ONU declara década das línguas indígenas
A Organização das Nações Unidas declarou os anos de 2022 a 2032 como a Década Internacional das Línguas Indígenas. A UNESCO coordena a iniciativa. Figueiró afirma que a relevância é imensa para o Brasil e para o Estado de Mato Grosso. O estado abriga 43 povos indígenas. Os povos falam 41 línguas distintas. O Estado brasileiro precisa coordenar ações permanentes.
O pesquisador salesiano relata que a presença missionária junto aos Bororo e Xavante produziu em 2022 o documento “Juntos na Missão”. O texto sublinha a necessidade do aprendizado da língua materna por parte dos Bororo e do português por parte dos Xavante.
O documento valoriza o “patrimônio cultural do povo com sua língua, corpo, alma e símbolos”. A comunidade deve se envolver na “criação, com ousadia e criatividade, de um método de aprendizado das línguas xavante, bororo e português”. O texto possibilita o “conhecimento e divulgação da história, língua e cultura, mitos e religiões” desses povos.
Especialistas internacionais assessoram projeto
A Missão Salesiana convidou em 2022 o professor Fabrício Ferraz Gerardi para assessorar um caminho inovador.
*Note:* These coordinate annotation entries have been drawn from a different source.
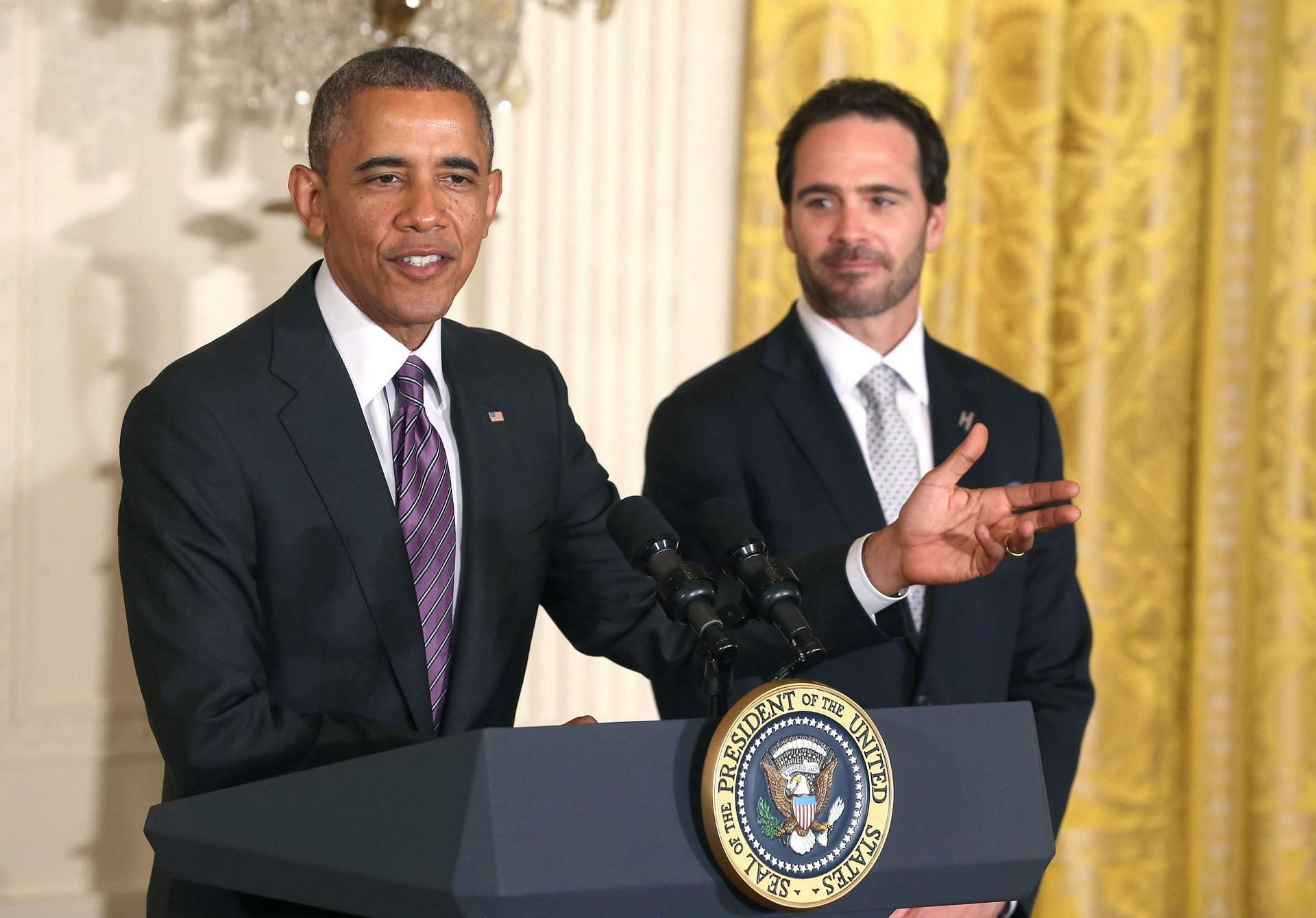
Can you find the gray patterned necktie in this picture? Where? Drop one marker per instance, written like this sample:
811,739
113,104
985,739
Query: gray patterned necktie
891,456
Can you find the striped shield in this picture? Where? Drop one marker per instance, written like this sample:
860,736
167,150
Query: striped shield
805,810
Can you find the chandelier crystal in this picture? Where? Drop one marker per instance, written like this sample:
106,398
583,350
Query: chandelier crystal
263,61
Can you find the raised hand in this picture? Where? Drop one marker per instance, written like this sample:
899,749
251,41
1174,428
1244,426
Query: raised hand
949,534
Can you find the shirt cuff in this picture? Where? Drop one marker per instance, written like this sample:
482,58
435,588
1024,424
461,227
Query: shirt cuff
869,596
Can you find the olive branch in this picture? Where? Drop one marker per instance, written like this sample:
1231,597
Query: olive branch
768,821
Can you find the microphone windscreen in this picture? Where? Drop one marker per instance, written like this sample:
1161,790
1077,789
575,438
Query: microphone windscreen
724,526
635,524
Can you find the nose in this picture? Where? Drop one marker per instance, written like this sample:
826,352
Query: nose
849,227
424,208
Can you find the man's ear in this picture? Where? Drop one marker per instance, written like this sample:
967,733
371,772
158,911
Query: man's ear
936,228
307,187
491,203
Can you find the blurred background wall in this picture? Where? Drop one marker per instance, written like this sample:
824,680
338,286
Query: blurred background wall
1132,232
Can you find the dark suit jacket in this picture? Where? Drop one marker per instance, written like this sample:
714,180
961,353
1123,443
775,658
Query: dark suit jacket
270,604
765,429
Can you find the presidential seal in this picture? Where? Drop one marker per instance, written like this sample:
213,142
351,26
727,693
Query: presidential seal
796,795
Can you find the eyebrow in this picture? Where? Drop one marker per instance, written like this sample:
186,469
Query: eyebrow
822,188
400,162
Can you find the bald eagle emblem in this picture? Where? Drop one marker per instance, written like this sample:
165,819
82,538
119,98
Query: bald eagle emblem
799,780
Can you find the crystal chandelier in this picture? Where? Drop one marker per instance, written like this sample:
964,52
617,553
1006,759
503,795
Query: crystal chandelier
263,61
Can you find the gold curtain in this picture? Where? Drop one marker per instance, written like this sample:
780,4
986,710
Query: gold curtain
1132,230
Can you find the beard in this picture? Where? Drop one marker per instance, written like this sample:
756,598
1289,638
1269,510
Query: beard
845,300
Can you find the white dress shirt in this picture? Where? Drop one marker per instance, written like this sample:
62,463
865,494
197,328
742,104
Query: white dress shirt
846,360
373,358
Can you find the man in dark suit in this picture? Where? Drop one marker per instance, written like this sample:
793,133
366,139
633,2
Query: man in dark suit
339,520
820,427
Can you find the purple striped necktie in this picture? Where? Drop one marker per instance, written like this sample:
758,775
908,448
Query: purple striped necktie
429,524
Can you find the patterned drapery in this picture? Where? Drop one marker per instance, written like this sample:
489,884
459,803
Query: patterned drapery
1132,230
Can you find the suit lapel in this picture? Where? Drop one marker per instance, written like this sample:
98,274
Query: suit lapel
479,445
329,433
807,406
952,408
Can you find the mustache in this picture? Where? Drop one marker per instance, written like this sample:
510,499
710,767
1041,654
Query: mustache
445,249
857,253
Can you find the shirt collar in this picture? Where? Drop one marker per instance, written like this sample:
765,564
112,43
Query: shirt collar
846,360
373,357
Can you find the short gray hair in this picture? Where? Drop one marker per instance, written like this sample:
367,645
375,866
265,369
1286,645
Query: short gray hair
389,69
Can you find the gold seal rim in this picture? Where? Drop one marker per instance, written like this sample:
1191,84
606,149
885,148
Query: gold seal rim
708,784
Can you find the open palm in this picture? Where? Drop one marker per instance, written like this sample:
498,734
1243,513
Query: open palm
949,534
O ex-aluno de Dom Bosco é doutor em linguística computacional. Gerardi pesquisa e leciona na Universidade de Tübingen, na Alemanha. O professor doutor Ivan Roksandic da Universidade de Winnipeg, no Canadá, se juntou ao projeto em 2024.
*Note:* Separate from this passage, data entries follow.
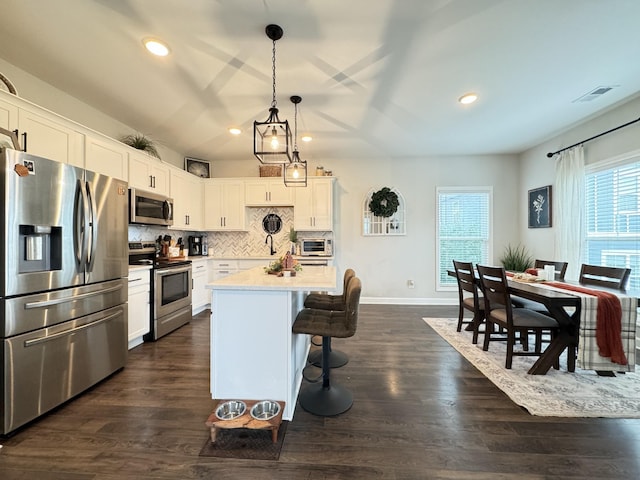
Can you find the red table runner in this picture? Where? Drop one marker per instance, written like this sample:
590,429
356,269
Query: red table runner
608,321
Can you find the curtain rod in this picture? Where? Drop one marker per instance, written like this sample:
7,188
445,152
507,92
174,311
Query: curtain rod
550,154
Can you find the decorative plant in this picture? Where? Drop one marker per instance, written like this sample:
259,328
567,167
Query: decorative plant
279,265
140,142
384,202
516,259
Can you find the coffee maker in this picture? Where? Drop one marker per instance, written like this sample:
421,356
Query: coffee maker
195,245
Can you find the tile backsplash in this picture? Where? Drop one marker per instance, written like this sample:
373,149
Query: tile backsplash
248,243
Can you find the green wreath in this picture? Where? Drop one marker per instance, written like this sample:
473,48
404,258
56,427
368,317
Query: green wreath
384,203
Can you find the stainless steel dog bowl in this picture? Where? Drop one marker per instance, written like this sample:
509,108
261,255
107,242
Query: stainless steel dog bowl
230,410
265,410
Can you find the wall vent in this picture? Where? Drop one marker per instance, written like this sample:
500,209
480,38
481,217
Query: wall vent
595,93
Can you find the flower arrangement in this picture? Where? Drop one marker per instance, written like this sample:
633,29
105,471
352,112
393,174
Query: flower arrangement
516,259
284,263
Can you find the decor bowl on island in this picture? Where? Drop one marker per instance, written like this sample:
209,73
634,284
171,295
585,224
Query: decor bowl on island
285,263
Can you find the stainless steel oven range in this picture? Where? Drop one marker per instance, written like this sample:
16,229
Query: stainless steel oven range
171,286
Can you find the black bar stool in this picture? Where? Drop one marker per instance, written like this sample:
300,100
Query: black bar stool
323,301
327,399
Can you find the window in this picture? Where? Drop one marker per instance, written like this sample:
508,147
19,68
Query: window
612,191
464,229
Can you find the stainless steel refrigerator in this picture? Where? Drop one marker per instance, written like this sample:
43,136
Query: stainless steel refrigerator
63,287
A Secretaria de Educação do Estado promoveu em parceria com a Missão Salesiana a formação de professores Bororo entre 2024 e 2025. O doutor Fabrício apresentou no II Seminário de Língua Materna Indígena em 2025 o tema “Novas tecnologias para estudo de línguas indígenas e educação”. A apresentação abordou o uso da inteligência artificial.
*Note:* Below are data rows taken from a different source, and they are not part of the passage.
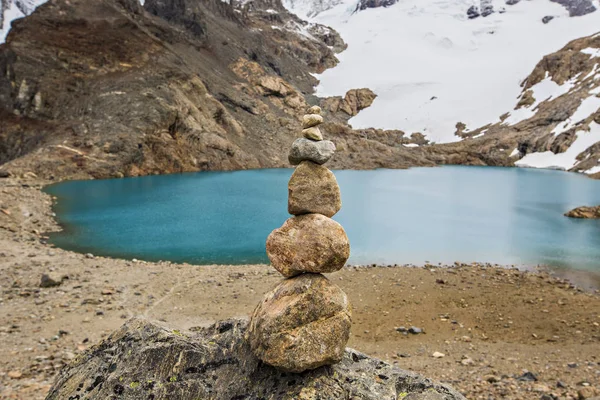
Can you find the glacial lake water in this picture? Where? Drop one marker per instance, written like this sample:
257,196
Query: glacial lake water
446,214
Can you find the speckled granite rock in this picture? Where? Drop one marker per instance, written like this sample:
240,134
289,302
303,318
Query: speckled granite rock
309,150
302,324
313,189
143,360
310,243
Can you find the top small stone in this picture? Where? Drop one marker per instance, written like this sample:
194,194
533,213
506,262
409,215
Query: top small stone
310,120
314,110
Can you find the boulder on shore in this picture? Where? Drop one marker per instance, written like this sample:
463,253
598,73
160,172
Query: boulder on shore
143,360
309,243
302,324
584,212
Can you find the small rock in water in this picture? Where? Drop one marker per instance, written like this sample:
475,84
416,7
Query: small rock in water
302,324
310,120
313,189
309,150
313,133
314,110
308,243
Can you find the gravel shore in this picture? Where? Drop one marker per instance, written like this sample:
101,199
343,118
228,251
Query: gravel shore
490,332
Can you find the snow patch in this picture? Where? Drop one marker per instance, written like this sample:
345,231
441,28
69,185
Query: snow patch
544,90
566,160
431,67
593,170
13,12
588,106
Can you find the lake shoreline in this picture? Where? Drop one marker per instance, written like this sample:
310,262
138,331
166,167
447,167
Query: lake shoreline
491,323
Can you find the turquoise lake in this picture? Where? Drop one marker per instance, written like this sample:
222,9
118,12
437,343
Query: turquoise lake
445,214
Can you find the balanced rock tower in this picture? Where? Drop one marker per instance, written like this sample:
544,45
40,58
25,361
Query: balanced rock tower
304,322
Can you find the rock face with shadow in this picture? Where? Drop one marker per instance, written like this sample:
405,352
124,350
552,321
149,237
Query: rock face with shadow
143,360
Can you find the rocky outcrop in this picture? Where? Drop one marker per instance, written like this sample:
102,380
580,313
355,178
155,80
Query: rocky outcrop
196,86
144,360
354,101
577,8
584,212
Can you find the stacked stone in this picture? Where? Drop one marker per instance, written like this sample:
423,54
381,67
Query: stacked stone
304,323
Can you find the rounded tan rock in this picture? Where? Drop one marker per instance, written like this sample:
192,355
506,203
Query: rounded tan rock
313,133
313,189
310,243
302,324
310,120
314,110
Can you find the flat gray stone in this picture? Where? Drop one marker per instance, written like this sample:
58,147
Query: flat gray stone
309,150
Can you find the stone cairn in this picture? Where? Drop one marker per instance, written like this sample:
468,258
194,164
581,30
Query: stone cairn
304,322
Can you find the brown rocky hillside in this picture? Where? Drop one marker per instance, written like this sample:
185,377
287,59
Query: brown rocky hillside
107,88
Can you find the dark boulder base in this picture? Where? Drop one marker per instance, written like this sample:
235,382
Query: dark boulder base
143,360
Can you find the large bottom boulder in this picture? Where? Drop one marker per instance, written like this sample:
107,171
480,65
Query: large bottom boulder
304,323
143,360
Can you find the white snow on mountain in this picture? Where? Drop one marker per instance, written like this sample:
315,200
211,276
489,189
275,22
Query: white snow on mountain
566,160
432,67
14,9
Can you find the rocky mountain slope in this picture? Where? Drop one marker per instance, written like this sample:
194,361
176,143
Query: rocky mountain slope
144,360
555,122
110,88
437,63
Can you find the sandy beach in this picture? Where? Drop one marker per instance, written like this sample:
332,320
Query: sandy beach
491,332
Políticas públicas avançam em proteção linguística
A Portaria do MEC nº 539 de 24 de julho de 2025 homologou a Política Nacional de Educação Escolar Indígena nos Territórios Etnoeducacionais. A Assembleia Legislativa do Estado de Mato Grosso recebeu em 25 de junho de 2024 uma proposta de lei. O projeto institui uma Política Estadual de Proteção das Línguas Indígenas de Mato Grosso. A Missão Salesiana promoverá em parceria com o Estado uma câmara temática em 5 de fevereiro de 2026. O encontro discutirá as plataformas digitais para a educação indígena.
Plataformas digitais transformam ensino de línguas
As plataformas digitais para educação linguística já são uma realidade em construção. O padre Tiago Figueiró explica que a inteligência artificial apoia a documentação, a formação de professores, o ensino e a produção de materiais didáticos bilíngues. As comunidades Bororo, Xavante, Enawene-Nawe, Pareci e Rikbaktsa utilizam os recursos. O Conselho Indigenista Missionário e a Faculdade Católica de Mato Grosso são parceiros consolidados do projeto.